《ネコ好きの談話室》 我が家のネコちゃんの起源は何処!? 〈1619JKI27〉 

エジプト

従来、ネコが人間と共生し始めたのは紀元前4,000年頃のエジプトだと言われていました。

上エジプト(Upper Egypt)のバダリ(Badari)地方にあるモスタゲッダ(Mostagedda)遺跡では、人間と一緒に埋葬されているネコの亡骸が発見されていて、この時代からネコが人間のペットとして飼われていたことを示しています。

有名な話ですが、古代エジプト文明におけるネコは、大変、神聖視されており、神の使いとされていました。また、紀元前1500~前1300年頃には家畜化されていたという証拠も複数あるようです。

 

キプロス

しかし2004年8月に、地中海のキプロス島で約9,500年前のシルロカンボス(shillourokambos)遺跡の墳墓から人間と共に埋葬されたネコの遺骨が発見されました。このことで、上記のエジプト文明以前に人間と共生・家畜化していた可能性が出てきました。

ネコがいつ頃から人間の家畜化されたのかについては、正確な年代は確定していませんが、しかしシルロカンボス遺跡での遺骨発見から推測すると、約9,500年前頃には人間と何らかの形で生活を共にしていたと考えられており、本稿はその説に拠っています。

 

日本のネコ

地理的に大陸から切り離されていた日本列島には、元来、イエネコは存在していなかったとされています。

歴史上初めて文献に登場するのは『日本霊異記』(平安時代前期の成立)においてであり、死後にネコに転生した奈良時代の人物のことが描かれています。

現実には、既に奈良時代において穀物倉庫の番人として、また経典などの大事な書物を鼠から守るハンターとして、ネコは中国から輸入されていた様ですが、ペットとして飼育されたとの記述が見られるのは、平安時代以降になってからです。

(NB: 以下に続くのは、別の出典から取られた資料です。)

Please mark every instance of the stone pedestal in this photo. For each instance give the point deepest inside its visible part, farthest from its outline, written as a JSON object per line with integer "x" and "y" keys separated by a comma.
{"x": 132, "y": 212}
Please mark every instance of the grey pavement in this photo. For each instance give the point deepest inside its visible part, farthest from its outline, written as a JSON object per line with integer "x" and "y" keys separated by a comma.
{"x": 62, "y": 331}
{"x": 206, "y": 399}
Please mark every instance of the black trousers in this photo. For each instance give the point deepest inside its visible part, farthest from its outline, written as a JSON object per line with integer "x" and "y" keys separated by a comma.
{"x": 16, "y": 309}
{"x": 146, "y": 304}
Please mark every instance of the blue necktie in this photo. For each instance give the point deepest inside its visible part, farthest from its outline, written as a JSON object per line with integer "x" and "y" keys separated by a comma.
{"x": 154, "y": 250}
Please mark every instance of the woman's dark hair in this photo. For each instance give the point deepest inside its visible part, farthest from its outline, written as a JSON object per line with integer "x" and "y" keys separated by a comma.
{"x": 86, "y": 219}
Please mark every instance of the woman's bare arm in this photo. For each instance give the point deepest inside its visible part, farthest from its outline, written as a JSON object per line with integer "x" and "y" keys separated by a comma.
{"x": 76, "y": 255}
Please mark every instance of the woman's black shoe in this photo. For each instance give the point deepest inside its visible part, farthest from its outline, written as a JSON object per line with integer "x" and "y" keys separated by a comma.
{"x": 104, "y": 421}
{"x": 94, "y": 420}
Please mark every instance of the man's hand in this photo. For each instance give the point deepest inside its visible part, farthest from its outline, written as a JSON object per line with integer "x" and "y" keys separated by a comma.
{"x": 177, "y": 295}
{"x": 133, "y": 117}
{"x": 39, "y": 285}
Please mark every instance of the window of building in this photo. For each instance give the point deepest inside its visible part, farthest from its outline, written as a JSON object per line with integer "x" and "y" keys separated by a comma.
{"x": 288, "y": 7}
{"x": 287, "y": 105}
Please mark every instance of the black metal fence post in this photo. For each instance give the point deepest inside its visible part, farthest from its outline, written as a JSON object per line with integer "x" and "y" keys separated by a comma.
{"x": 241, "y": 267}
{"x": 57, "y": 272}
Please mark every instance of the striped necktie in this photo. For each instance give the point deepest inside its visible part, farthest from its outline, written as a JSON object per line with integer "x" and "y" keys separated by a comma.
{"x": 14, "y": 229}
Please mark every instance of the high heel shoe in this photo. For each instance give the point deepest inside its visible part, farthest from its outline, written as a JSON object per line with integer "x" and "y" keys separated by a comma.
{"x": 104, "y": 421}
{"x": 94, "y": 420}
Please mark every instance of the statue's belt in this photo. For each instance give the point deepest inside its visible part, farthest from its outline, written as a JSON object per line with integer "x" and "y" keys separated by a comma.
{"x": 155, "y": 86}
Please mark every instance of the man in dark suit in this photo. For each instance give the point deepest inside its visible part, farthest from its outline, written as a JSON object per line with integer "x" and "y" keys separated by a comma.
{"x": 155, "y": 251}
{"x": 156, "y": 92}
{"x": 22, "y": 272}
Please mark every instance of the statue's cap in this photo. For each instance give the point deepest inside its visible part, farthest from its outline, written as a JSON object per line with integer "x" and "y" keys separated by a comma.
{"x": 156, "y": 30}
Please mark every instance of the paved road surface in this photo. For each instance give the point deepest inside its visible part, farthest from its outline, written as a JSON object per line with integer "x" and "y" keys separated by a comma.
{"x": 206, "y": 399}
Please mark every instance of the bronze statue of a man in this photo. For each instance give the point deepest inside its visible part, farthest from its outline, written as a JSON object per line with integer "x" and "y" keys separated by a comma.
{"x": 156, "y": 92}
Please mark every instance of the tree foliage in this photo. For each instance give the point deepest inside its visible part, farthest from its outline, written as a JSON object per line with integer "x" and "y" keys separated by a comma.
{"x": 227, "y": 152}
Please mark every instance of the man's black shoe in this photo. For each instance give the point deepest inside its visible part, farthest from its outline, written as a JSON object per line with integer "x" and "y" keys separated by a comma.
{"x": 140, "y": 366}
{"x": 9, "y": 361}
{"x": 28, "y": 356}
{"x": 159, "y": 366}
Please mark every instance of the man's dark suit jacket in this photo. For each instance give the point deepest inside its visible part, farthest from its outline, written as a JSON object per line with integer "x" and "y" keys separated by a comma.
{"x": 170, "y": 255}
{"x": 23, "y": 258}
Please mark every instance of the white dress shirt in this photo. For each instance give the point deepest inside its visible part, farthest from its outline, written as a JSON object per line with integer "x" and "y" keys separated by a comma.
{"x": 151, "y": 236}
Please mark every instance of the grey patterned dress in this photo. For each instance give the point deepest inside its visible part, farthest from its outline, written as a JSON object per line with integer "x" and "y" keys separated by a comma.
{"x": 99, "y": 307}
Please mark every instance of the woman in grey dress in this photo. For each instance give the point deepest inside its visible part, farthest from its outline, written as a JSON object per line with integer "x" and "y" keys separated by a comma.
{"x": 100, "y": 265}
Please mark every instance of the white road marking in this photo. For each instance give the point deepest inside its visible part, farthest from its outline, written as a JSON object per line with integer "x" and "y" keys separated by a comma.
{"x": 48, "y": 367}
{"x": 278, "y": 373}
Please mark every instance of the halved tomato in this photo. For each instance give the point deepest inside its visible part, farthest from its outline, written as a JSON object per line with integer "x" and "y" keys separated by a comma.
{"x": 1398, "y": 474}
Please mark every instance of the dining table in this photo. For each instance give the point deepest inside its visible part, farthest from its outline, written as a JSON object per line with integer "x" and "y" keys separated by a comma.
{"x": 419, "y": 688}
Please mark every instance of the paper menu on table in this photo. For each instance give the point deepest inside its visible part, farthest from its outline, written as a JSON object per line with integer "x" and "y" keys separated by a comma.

しかし、長崎県壱岐市のカラカミ遺跡(弥生時代)から骨の一部が発見された例があり、紀元前から日本に渡って来ていた可能性が高いとされています。

また我国固有の品種である日本猫に関しては、第二次世界大戦終結後に一挙に海外から多様な品種が流れ込み、更に爆発的なシャム猫ブームなどを経て外来種との混血が急速に進み、現在では日本猫の絶滅が危惧されています。

 

現在、世界中の何処にでも存在する「イエネコ」ですが、よく考えると彼らは人為的に広まったのであり、地球上において、それぞれの地域の生態系にとっては外来種であることを、忘れてはなりません。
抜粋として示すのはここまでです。